Quantfury Gazette
Insurance: contracts of the future
As many are learning more and more about crypto and its respective technology, many industries are pivoting their businesses in a proactive manner, to be more receptive to the technology brought forth by blockchain. An industry that falls within these parameters of adoption and innovation, is the insurance industry, which is a global market that currently generates roughly just over $ 5.5 trillion USD. This means that there is a massive opportunity for a company or companies, whether they be current insurance companies or not, to capitalize on the insurance space, with the new age technology of blockchain. It reminds me of something someone said recently, ”Causing disruption in an industry is not bad, but good; as disruption pushes change, making things more efficient or the business model is changed.”
This brings about the question, how does this affect me? At first it may not be something that affects each one of us directly but it is something that may bring about benefits in our future. Blockchain technology can bring about improvements to the insurance industry, such as reduced operating costs, reduced fraudulent claims and improved risk prevention, receiving real-time data from one’s insurer. Startups powered by blockchain technology in this space, such as Black Insurance or B3i, in the reassurance sector, are already disrupting the insurance space. With blockchain technology, processing and holding data on a distributed ledger allowing the reinsurers to receive verified real-time data from the primary source, without having to involve the insurance companies- maximizing efficiency and cutting out a “middle man” in the process. These ideal efficiencies, along with others will allow policy holders, like ourselves, to collect higher premiums. To put it in perspective, over 21 major insurance investors and institutions such as Munich Reinsurance Co. (BATS EU: MUV2), Allianz SE (BATS EU: ALV), and Ageas SA/NV (BATS EU: AGS) are backing B3i. Doing so, knowing that blockchain technology is capable of reducing operational costs of the reinsuring sector by $5-10 billion USD.

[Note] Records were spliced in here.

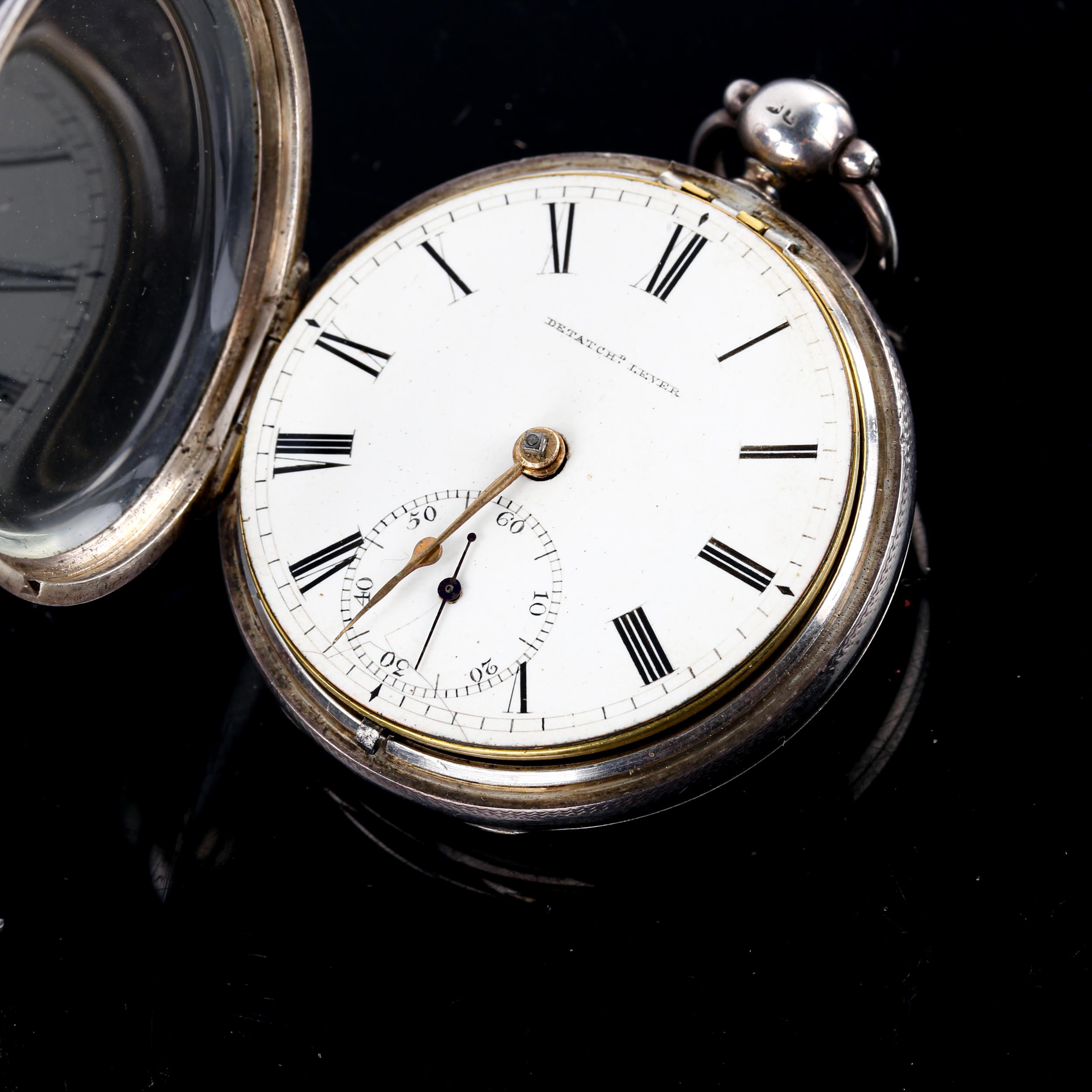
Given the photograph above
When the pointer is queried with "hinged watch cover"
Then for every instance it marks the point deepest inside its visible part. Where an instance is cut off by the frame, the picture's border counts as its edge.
(156, 159)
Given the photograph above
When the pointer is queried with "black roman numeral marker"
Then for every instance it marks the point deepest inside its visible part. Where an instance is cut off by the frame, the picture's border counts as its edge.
(779, 451)
(755, 341)
(643, 646)
(456, 279)
(521, 682)
(562, 258)
(326, 562)
(741, 567)
(293, 447)
(367, 359)
(662, 287)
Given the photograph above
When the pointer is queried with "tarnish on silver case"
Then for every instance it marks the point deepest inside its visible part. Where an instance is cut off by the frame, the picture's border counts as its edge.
(722, 741)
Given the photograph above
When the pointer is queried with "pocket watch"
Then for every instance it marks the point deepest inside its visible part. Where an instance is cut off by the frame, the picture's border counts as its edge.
(573, 488)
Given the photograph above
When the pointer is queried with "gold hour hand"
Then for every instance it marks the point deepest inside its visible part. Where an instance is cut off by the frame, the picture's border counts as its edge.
(540, 453)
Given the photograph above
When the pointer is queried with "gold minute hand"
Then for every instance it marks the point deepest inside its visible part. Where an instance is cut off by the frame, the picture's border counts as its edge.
(539, 453)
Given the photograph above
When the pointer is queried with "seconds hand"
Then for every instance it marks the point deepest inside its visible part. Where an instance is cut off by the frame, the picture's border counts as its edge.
(450, 590)
(540, 453)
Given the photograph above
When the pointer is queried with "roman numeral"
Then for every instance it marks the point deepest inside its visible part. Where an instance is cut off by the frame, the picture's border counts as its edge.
(562, 257)
(741, 567)
(326, 562)
(453, 276)
(779, 450)
(643, 646)
(754, 341)
(293, 447)
(366, 359)
(662, 287)
(521, 682)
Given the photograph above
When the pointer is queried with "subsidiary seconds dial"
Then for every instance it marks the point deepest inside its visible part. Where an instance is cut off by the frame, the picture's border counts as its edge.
(468, 623)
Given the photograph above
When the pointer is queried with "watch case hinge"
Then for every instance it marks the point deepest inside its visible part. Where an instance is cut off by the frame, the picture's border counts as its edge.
(285, 314)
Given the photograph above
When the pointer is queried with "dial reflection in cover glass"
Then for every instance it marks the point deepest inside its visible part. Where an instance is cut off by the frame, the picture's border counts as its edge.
(710, 423)
(127, 166)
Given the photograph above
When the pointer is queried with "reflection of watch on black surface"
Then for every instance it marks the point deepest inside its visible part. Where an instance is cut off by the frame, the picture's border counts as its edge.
(726, 507)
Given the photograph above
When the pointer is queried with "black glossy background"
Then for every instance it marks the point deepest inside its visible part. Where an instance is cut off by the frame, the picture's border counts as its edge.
(183, 905)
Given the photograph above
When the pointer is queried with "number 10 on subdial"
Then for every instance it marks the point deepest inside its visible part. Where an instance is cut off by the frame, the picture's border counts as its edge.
(468, 624)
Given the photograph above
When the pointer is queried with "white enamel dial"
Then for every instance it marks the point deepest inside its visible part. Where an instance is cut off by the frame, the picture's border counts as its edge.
(710, 421)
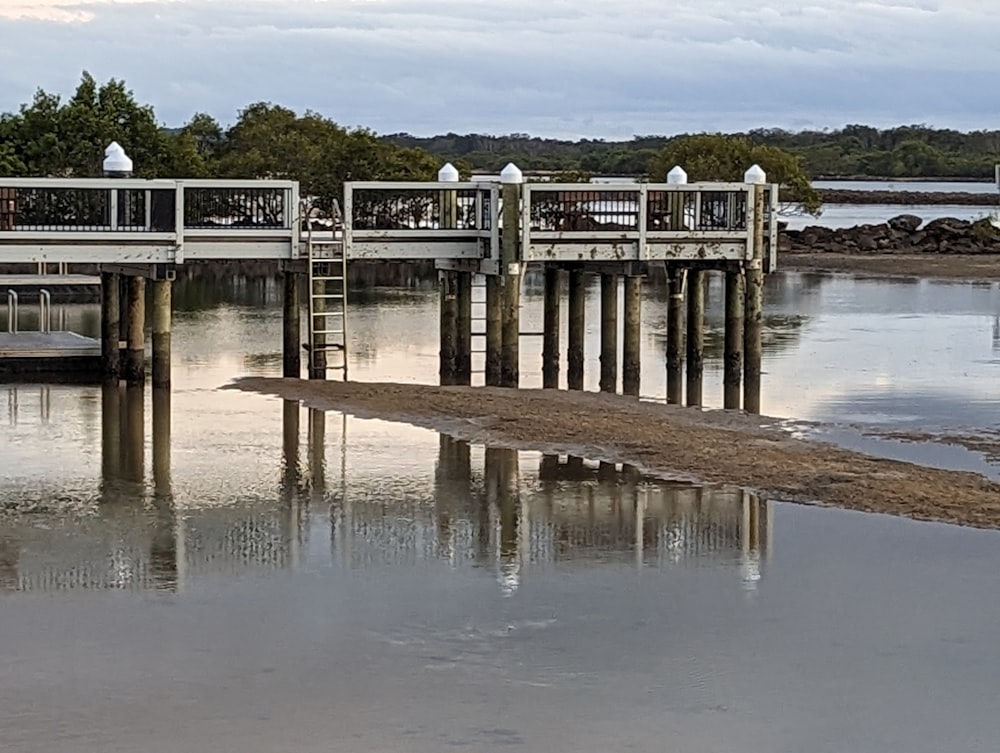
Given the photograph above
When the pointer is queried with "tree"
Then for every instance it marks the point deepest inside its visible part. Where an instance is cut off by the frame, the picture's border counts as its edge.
(717, 157)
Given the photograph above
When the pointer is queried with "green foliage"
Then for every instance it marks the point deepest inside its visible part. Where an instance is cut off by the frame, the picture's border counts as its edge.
(726, 158)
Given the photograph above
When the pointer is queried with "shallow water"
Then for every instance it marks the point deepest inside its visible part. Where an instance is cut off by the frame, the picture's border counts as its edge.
(284, 579)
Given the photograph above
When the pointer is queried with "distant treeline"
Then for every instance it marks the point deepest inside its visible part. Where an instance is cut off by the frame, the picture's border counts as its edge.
(855, 151)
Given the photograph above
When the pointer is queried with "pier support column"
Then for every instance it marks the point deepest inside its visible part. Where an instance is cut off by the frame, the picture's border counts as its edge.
(448, 326)
(463, 343)
(609, 333)
(161, 440)
(753, 311)
(577, 329)
(494, 329)
(511, 270)
(550, 327)
(110, 329)
(291, 341)
(732, 376)
(134, 369)
(675, 333)
(631, 337)
(161, 332)
(696, 335)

This has caught the eye of tech giants that have already entered the space, like International Business Machines Corp. (NYSE: IBM), by enabling faster verifiable data exchanges, visibility for all parties, and transactions underpinned by pervasive security and trust (smart contracts). These radical transformations in operation that are being claimed by IBM have come about by the disruption that has entered the insurance industry; something IBM was keen on for an opportunity to ideally automate major processes and get ahead of the game.
That said, there is still a lot of work to be done, since smart contracts on blockchain technology, such as on Ethereum network, have limitations. Currently, the advancements in technology allow for smart contracts to provide value only for the most basic types of insurance cases. To put it simply, they can operate only based on a conditional pattern of “if action X, then action Y.” Another major hurdle that must be overcome as well, is the public adoption of such, since in theory, blockchain technology wouldn’t cut out the middleman but would be getting rid of the human factor, which would be substituted by computer code. The current risk is not in the security of the smart contract technology but the code must be flawless. In the case that it’s not, a contract might not be deployed as should, especially if the parameters of the code for the contract were not thought out properly. What this insures us, is that it will still take some time, but breakthroughs are on the horizon.